Formée au Brésil, à l’école de cinéma de Cuba et à Paris, la jeune cinéaste oppose le succès actuel de son film aux six années de sa gestation. A Febre est le résultat d’une vaste enquête, réalisée avec Miguel Seabra Lopes (coscénariste), lors de visites fréquentes aux communautés indigènes établies dans les alentours de la ville amazonienne de Manaus, au nord du Brésil. S’agissant d’un premier long métrage de fiction, Maya Da-Rin a dû chercher de multiples financements pour couvrir le budget nécessaire – ce sera finalement une coproduction franco-germano­-brésilienne. Le projet exigeait par ailleurs une logistique très complexe «parce qu’on ne pouvait accéder à la zone de tournage qu’en avion ou en barque, ce qui compliquait le processus et demandait plus de temps.»

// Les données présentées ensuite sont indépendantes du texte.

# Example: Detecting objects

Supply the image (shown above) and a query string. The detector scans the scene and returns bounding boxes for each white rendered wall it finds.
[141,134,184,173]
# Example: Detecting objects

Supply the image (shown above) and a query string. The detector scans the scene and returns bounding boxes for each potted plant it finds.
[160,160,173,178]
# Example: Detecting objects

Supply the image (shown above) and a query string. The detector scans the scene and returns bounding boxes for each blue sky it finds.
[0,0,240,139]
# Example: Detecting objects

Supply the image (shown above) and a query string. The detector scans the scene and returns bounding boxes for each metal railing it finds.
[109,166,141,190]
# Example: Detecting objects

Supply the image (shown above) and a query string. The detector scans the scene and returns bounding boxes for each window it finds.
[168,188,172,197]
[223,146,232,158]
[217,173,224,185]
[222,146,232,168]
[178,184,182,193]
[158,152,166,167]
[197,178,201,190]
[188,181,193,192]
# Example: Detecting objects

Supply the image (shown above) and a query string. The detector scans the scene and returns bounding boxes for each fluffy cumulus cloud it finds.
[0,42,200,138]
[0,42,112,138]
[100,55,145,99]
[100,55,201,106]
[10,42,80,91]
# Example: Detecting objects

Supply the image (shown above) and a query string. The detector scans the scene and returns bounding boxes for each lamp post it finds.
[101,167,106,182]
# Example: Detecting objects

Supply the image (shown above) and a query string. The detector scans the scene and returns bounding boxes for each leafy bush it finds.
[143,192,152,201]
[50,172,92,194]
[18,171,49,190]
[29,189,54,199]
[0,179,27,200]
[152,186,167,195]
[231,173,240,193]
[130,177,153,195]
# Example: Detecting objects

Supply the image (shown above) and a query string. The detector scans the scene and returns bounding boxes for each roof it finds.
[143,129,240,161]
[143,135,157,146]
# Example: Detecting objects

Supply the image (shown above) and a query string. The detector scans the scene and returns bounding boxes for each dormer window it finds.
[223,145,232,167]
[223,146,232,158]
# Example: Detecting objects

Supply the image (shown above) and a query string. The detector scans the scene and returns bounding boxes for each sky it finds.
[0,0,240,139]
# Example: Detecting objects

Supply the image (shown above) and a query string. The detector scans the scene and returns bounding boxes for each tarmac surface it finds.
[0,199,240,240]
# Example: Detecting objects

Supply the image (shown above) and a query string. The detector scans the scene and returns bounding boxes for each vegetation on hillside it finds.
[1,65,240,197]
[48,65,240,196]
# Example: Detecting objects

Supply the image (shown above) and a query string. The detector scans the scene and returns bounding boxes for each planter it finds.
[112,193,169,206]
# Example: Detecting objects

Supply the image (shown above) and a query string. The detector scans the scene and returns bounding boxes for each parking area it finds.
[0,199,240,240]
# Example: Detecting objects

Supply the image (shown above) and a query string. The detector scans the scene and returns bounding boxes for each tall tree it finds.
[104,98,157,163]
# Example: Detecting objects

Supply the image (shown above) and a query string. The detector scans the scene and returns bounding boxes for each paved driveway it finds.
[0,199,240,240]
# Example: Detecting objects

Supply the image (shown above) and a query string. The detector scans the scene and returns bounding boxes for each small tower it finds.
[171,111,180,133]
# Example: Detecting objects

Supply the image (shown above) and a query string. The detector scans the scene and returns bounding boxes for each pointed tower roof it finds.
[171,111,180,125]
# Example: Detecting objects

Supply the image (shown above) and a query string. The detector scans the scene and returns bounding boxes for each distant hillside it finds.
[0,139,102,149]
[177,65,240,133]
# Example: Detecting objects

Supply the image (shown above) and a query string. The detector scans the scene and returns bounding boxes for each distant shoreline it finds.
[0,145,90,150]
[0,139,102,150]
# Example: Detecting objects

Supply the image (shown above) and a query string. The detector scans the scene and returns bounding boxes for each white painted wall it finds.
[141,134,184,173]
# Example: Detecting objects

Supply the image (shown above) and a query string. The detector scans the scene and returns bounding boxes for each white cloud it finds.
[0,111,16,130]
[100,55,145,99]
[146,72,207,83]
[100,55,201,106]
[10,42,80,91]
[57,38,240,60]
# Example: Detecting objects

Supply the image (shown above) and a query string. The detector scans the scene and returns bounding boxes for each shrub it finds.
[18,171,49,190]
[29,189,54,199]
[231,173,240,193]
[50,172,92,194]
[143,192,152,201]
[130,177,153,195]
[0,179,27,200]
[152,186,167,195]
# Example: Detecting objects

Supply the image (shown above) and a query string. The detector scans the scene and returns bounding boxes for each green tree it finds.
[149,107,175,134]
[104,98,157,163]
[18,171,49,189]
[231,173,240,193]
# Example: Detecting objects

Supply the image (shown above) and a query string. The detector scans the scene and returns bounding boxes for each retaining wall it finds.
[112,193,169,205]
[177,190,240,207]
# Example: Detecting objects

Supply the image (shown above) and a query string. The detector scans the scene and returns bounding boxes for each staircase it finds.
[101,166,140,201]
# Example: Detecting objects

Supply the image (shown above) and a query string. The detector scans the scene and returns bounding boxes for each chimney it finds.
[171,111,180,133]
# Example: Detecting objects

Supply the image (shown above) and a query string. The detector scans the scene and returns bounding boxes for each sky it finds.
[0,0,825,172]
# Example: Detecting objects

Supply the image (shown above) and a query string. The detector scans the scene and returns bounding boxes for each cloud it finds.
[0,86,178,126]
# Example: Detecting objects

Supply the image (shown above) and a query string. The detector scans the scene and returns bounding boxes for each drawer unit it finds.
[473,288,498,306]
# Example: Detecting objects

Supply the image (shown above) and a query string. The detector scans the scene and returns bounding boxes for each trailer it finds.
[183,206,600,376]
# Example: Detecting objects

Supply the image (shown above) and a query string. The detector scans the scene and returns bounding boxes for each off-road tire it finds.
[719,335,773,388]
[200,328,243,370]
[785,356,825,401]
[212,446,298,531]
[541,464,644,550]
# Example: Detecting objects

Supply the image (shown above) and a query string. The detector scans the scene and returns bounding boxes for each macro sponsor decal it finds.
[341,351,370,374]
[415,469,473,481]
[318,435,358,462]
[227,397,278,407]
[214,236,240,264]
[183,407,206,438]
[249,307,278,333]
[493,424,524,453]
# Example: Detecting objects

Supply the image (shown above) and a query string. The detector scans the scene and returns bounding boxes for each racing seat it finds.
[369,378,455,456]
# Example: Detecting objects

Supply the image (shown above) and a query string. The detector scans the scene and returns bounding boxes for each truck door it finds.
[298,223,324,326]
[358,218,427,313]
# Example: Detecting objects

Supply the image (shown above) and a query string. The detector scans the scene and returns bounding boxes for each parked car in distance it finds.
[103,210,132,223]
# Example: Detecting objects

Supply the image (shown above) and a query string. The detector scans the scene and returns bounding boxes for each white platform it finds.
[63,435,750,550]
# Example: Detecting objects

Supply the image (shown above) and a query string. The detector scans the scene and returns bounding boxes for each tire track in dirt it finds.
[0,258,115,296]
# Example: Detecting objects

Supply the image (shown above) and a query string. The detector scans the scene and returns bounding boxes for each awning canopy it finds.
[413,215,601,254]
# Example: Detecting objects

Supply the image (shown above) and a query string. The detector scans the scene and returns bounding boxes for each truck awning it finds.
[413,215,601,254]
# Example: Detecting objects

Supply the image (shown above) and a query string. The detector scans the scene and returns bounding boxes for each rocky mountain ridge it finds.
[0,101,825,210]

Dans la pénombre et l’ambiance sonore de la jungle, Maya Da-Rin suit les pas de Justino, indigène Desana de 45 ans vivant à la périphérie de Manaus, où il gagne sa vie comme vigile dans un port commercial. Il partage son quotidien avec sa fille Vanessa (Rosa Peixoto), infirmière sur le point de déménager à Brasilia pour étudier la médecine. Justino souffre d’une forte fièvre qui, la nuit, lui fait croire qu’il est poursuivi par une créature mystérieuse. Sa lutte pour la survie s’entremêle avec la nostalgie permanente de son village natal, quitté vingt ans plus tôt.

L’humanité et la nature

A Febre fourmille de dualités contradictoires: saudade et quo­tidien, cosmologie indigène et monde moderne, nature amazonienne et commerce globalisé. En situant le récit dans cette ville portuaire, la réalisatrice pointe la différence entre deux mondes et la manière dont notre société «affecte les existences humaines mais également non humaines, comme la forêt et les animaux». Via une esthétique raffinée, le film aborde des thématiques essentielles: la réalité des peuples autochtones au Brésil et la situation politique qu’ils affrontent dans le contexte actuel.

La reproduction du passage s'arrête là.